“In August, the large masses of berries, which, when in flower, had attracted many wild bees, gradually assumed their bright velvety crimson hue, and by their weight again bent down and broke their tender limbs.”
- Henry David Thoreau
Birds will be heard more than seen as you walk through the dense woodlands as migrant birds will be busy feasting on the abundance of insect life in preparation for their long journey south. Try and encourage butterflies into your garden by having something for them to eat. Adult butterflies feed on nectar and they like plants with long tubular flowers such as Buddleia, red valerian and verbena. However, you can help them by providing a feeding station. Fill a cereal sized bowl with ripe chunks of brightly coloured fruit (apples, bananas, strawberries, oranges) and top with some fruit juice (pineapple) to intensity the aroma and release the sugars. Choose a sunny spot – you could even hang the bowl in a hanging basket. The fruit can be left out for three days before it needs to be replaced. This month the garden is alive with colour and you will find the best tasting and maybe cheapest fruit and vegetables at your local market. Try and buy local as they are fresher, tastier and more nutritious with extra flavour, extra crunch and extra juiciness. Talking about crunch look out for Fennel. It is often mistaken for celery but Fennel has a much different taste that is a little similar to anise or liquorice.
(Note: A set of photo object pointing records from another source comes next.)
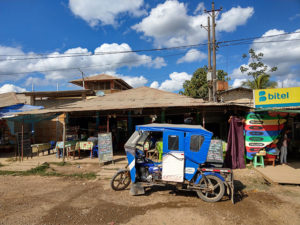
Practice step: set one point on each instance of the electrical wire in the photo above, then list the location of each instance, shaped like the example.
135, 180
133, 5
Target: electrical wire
46, 56
221, 44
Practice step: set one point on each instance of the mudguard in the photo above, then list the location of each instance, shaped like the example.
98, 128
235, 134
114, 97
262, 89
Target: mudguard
209, 173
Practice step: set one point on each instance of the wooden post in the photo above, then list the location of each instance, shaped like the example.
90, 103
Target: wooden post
197, 118
203, 119
163, 116
64, 138
97, 121
107, 124
22, 140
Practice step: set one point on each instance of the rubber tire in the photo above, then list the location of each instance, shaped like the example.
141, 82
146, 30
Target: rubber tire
127, 174
219, 196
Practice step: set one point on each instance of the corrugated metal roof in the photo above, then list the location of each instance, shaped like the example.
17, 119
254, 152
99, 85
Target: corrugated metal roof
137, 98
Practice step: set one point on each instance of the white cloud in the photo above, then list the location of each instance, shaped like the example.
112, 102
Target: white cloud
134, 81
11, 88
238, 83
283, 54
89, 64
295, 17
280, 51
105, 12
174, 83
158, 62
170, 25
192, 55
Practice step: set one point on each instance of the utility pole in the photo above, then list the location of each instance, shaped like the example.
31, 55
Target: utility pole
213, 15
209, 73
82, 75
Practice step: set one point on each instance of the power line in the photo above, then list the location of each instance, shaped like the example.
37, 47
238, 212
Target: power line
132, 61
256, 42
85, 67
102, 53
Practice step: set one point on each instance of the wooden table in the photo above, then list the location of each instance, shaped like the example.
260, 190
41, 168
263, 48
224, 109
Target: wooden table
41, 148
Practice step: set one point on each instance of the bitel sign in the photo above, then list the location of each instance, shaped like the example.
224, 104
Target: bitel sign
277, 97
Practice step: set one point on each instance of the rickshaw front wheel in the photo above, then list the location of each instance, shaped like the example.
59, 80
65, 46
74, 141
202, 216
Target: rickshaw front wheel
120, 180
215, 190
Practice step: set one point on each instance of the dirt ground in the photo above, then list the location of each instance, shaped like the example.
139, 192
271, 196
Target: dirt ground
68, 200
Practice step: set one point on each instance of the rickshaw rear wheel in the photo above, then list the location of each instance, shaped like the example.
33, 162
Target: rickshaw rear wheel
120, 180
215, 186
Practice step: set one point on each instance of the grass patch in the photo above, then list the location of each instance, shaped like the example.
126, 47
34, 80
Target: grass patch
43, 170
60, 163
12, 159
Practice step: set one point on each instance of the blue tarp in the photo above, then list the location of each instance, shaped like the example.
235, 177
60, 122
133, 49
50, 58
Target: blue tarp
10, 111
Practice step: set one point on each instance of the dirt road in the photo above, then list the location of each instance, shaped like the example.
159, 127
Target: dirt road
64, 200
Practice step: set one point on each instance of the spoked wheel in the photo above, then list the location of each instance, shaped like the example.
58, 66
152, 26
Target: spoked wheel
215, 190
120, 180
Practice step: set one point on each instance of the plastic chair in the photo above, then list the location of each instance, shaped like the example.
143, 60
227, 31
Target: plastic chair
95, 151
159, 147
259, 162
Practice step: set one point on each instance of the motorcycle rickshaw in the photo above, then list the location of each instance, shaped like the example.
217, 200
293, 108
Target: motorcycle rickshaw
181, 152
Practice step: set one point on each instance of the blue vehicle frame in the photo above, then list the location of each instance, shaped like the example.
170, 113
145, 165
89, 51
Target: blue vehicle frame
185, 149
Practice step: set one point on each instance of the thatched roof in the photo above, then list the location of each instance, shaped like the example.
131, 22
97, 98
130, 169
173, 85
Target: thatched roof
100, 77
143, 97
8, 99
137, 98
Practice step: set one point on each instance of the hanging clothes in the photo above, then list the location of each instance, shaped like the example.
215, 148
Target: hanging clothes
235, 145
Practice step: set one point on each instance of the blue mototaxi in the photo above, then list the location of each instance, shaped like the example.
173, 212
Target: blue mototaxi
182, 162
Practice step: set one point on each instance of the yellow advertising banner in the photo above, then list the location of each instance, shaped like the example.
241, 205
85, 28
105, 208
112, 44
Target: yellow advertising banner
276, 97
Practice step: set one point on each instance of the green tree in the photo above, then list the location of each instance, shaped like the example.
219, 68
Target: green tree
197, 87
258, 71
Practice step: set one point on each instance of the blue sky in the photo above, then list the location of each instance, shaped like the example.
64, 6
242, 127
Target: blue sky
39, 40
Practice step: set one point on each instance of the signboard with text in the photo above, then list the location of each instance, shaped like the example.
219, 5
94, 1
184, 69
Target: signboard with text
105, 149
276, 97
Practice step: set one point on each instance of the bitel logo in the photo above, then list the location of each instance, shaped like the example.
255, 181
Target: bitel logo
262, 96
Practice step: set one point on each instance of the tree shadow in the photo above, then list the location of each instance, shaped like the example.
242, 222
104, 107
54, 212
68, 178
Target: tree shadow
239, 194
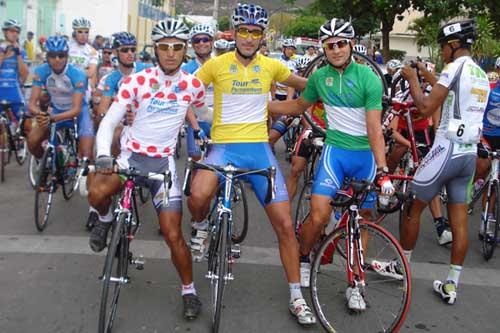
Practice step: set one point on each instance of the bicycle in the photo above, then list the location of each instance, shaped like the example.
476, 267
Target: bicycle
58, 166
124, 229
11, 138
342, 260
221, 255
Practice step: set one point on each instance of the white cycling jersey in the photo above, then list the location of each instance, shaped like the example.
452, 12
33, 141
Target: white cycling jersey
160, 103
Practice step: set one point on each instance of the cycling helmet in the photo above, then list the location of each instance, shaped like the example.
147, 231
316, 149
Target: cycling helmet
11, 24
336, 27
56, 44
465, 31
288, 43
360, 48
394, 64
221, 44
123, 38
81, 23
199, 29
302, 63
170, 27
250, 14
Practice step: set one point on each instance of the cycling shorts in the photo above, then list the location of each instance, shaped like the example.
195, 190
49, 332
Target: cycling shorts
250, 155
193, 147
151, 164
439, 168
85, 124
336, 164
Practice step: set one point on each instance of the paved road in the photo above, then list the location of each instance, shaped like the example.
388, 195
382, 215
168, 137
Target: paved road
48, 281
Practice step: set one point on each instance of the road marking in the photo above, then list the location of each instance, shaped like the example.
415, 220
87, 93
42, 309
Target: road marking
33, 244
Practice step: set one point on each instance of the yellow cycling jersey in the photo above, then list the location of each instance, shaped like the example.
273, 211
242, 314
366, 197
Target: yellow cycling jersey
241, 95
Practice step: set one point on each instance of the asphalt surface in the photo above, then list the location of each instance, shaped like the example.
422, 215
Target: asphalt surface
49, 281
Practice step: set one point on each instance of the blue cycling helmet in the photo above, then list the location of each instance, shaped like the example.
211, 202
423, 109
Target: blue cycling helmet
56, 44
250, 14
123, 38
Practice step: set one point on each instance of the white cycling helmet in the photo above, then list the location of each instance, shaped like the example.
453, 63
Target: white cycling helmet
288, 43
250, 14
360, 48
394, 64
336, 28
222, 44
200, 29
81, 23
302, 62
170, 28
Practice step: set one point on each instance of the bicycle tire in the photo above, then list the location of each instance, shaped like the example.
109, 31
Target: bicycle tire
218, 267
44, 191
375, 295
489, 242
239, 225
116, 262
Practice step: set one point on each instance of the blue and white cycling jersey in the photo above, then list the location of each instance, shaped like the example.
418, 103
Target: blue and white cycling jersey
491, 118
113, 81
61, 88
10, 85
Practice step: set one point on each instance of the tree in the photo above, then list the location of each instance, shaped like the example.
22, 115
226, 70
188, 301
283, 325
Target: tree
305, 26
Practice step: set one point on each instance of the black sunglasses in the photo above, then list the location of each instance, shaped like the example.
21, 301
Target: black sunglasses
60, 55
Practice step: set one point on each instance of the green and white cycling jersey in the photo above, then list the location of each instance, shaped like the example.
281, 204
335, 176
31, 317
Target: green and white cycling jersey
347, 97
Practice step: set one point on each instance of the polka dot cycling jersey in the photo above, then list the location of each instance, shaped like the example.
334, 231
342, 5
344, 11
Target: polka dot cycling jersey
160, 103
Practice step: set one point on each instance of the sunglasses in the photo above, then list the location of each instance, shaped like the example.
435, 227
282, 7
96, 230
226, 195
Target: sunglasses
196, 40
168, 46
60, 55
127, 49
244, 33
340, 44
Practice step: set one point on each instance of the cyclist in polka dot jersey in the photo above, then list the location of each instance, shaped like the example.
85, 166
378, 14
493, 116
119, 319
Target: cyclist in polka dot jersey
160, 98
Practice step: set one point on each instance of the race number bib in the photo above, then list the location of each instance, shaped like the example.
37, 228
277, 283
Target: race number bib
462, 132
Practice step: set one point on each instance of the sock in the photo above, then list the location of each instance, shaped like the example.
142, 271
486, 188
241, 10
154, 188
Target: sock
108, 218
295, 291
407, 254
454, 274
188, 289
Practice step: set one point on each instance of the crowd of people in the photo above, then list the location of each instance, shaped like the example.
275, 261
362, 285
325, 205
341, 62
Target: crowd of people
129, 113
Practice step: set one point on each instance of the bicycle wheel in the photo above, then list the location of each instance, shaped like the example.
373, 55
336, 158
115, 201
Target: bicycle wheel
4, 150
303, 206
387, 298
239, 208
44, 191
489, 241
114, 275
218, 267
69, 171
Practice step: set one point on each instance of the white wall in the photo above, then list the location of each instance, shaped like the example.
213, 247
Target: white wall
107, 16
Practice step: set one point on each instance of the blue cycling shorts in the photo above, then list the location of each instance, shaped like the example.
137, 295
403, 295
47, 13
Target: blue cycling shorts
336, 164
193, 148
250, 155
85, 124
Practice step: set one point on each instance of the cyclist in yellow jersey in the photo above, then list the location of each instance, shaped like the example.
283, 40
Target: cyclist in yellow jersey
242, 80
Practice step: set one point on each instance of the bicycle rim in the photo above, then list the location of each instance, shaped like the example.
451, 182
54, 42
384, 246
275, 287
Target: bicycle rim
113, 276
219, 262
239, 208
387, 299
489, 241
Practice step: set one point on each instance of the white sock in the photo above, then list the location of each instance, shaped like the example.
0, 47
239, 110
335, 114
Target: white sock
295, 291
407, 254
454, 273
188, 289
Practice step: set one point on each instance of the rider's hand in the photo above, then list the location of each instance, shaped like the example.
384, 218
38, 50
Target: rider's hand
104, 165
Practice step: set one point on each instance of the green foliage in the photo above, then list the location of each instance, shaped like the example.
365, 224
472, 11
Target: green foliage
305, 26
224, 23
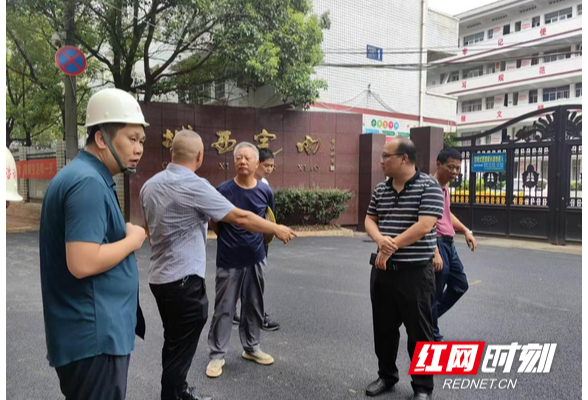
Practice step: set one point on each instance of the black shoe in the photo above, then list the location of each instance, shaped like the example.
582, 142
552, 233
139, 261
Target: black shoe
269, 325
190, 394
378, 387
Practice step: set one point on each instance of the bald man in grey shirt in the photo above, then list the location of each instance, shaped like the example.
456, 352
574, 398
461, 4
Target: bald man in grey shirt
178, 206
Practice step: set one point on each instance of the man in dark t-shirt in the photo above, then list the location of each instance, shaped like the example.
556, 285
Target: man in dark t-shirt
241, 261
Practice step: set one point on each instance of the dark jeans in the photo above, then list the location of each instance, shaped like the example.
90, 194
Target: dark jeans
403, 297
183, 307
452, 282
98, 378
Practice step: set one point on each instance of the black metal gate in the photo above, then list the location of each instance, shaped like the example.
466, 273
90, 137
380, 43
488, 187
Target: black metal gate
540, 195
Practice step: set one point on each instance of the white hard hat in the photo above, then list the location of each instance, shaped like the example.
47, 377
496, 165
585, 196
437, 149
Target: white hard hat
11, 178
114, 106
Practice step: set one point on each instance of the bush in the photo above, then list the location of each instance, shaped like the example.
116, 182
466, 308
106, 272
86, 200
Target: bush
301, 206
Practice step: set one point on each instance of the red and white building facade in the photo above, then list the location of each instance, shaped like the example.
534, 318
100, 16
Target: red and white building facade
515, 57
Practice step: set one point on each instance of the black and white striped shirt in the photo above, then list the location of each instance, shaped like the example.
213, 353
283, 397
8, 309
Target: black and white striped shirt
397, 212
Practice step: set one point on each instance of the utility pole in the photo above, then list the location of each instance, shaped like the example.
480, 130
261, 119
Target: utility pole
70, 83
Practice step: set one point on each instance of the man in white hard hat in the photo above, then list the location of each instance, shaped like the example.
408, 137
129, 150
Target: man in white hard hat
89, 275
11, 179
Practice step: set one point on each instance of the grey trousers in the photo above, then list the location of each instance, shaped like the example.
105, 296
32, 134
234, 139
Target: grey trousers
231, 283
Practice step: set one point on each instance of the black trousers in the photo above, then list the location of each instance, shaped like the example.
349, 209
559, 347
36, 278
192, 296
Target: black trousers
98, 378
402, 297
183, 306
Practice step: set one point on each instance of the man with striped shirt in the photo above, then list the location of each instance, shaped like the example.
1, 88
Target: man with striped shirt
402, 219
Raw, it is a wonderful crisp addition to a salad but it can also be braised and roasted, it is very flavourful and versatile.
Scientifically known as Foeniculum vulgare, fennel is an edible herb belonging to the Apiaceae family, which also includes carrots and parsley. It is native to Europe and related to other herbs that have fragrant flowers (referred to as seeds), such as anise, cumin and dill. Virtually all of the fennel plant is edible, the roots and stalks can be cooked and eaten as a main vegetable, the stems and bulb can be chopped and added to salads, the chopped leaves can be added to soups and baked with fish. Fennel seeds are used in pickles, liqueurs, tomato sauces and sausages and fennel oil is used in sweets, liqueur and perfume.
When buying fennel look for fresh fronds and plump, firm bulbs that are without splits or discolouration. Fennel will stay fresh for up to three days if refridgerated. Store seeds and ground fennel in airtight containers in a cool, dry place. Nutritionally, fresh fennel is a good source of fibre, Vitamin C, folate, potassium, manganese and beta-carotene as well as phytochemicals and flavonoids. One cup of raw fennel bulb contains almost no fat or cholesterol.
If you are having a barbeque this month try this spread to have with crackers or crudites as a starter whilst waiting for your main goodies. You will need a blender or food processor.
Fennel and Almond Spread
Ingredients (serves 6)
• 3/4 cup (120g) whole blanched almonds, toasted*
• 1 large bulb fennel (about 550g), trimmed, coarsely chopped
• 2 cloves garlic, peeled, coarsely chopped
• 4 anchovy fillets, coarsely chopped
• 1 ½ tbsp lemon juice
• 2 ½ tbsp extra virgin olive oil
*(To toast almonds – place in a heavy ungreased frying pan over medium heat and stir often until golden brown)
1. Process almonds in a blender or food processor until finely ground. Add remaining ingredients and process until a smooth paste forms.
2. Season to taste with salt, pepper and extra lemon juice, if desired. Store, covered in the fridge and bring to room temperature before serving.
Did you know?
• Flies are said to dislike fennel, and powdered fennel has been used to keep flies away in kennels and stables.
• Today, Fennel Seed is widely used in India as an after-dinner breath freshener and an aid to digestion.
• The name fennel originates from the Greek word for “marathon” which is the famous battle at Marathon in 490 B.C. where the Greeks fought against the Persians who fought on a field of Fennel.